I guess a weekend getaway over there just got a little more expensive... I thought it was just for people without a uae visa to pick up on more cash for people who are doing this.


----------



## Hash4272 (Sep 26, 2010)

Jynxgirl said:


> Hash, is your visa for your employment not back yet?


i dont have resident visa yet not planning to get also since im here for another 2 months and then im done with work


----------



## Rochelle (Sep 20, 2010)

Doha isn't free for NZers or people from UK (thats the only people who I saw go through customs).


----------



## Hash4272 (Sep 26, 2010)

Rochelle said:


> Doha isn't free for NZers or people from UK (thats the only people who I saw go through customs).


free for American's


----------



## Moe78 (Oct 29, 2010)

Hmmm my visa run is due around mid-November. I hope they don't slap that 200dhs on us Kiwis!


----------



## Rochelle (Sep 20, 2010)

Na Moe you should be fine... that new charge is an increase in fees... for some absurd reason we are exempt..  
\
Edit to add
we have a reciprocal agreement with them  They also need no visa for entry to NZ, and have trade agreements etc. (though that is the case with all GCC countries so not sure why we pay for doha) 
(I would link the site but I will get smacked on the hand) 

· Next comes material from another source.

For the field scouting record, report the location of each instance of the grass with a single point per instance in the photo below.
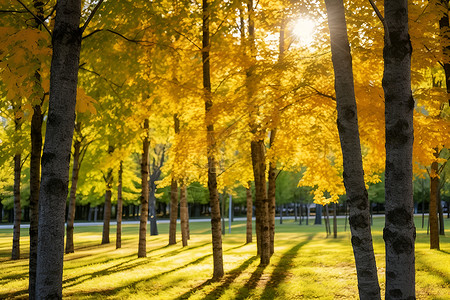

google 'Oman New Zealand relations' 

(its quite an interesting read  lol)


----------



## Moe78 (Oct 29, 2010)

Cheers Rochelle! Yeah I knew there was some sort of reciprocal agreement between Oman and NZ, let's hope it stays that way!


----------



## wandabug (Apr 22, 2010)

must be because NZ'ers are such nice people xxxx


----------



## Rochelle (Sep 20, 2010)

wandabug said:


> must be because NZ'ers are such nice people xxxx


Thats it! . Lol! the people I was with said 'oh, so its better to be a girl'. 

 

No worries Moe. I was surprised the first time! (shows how poor my NZ-ME history is LOL!) but figured it must be some sort of agreement... Sounds like it is a pretty good deal education and trade-wise for Oman so hopefully they don't revoke it! (And hopefully I wont be doing any more visa runs... good for weekends away though!)


----------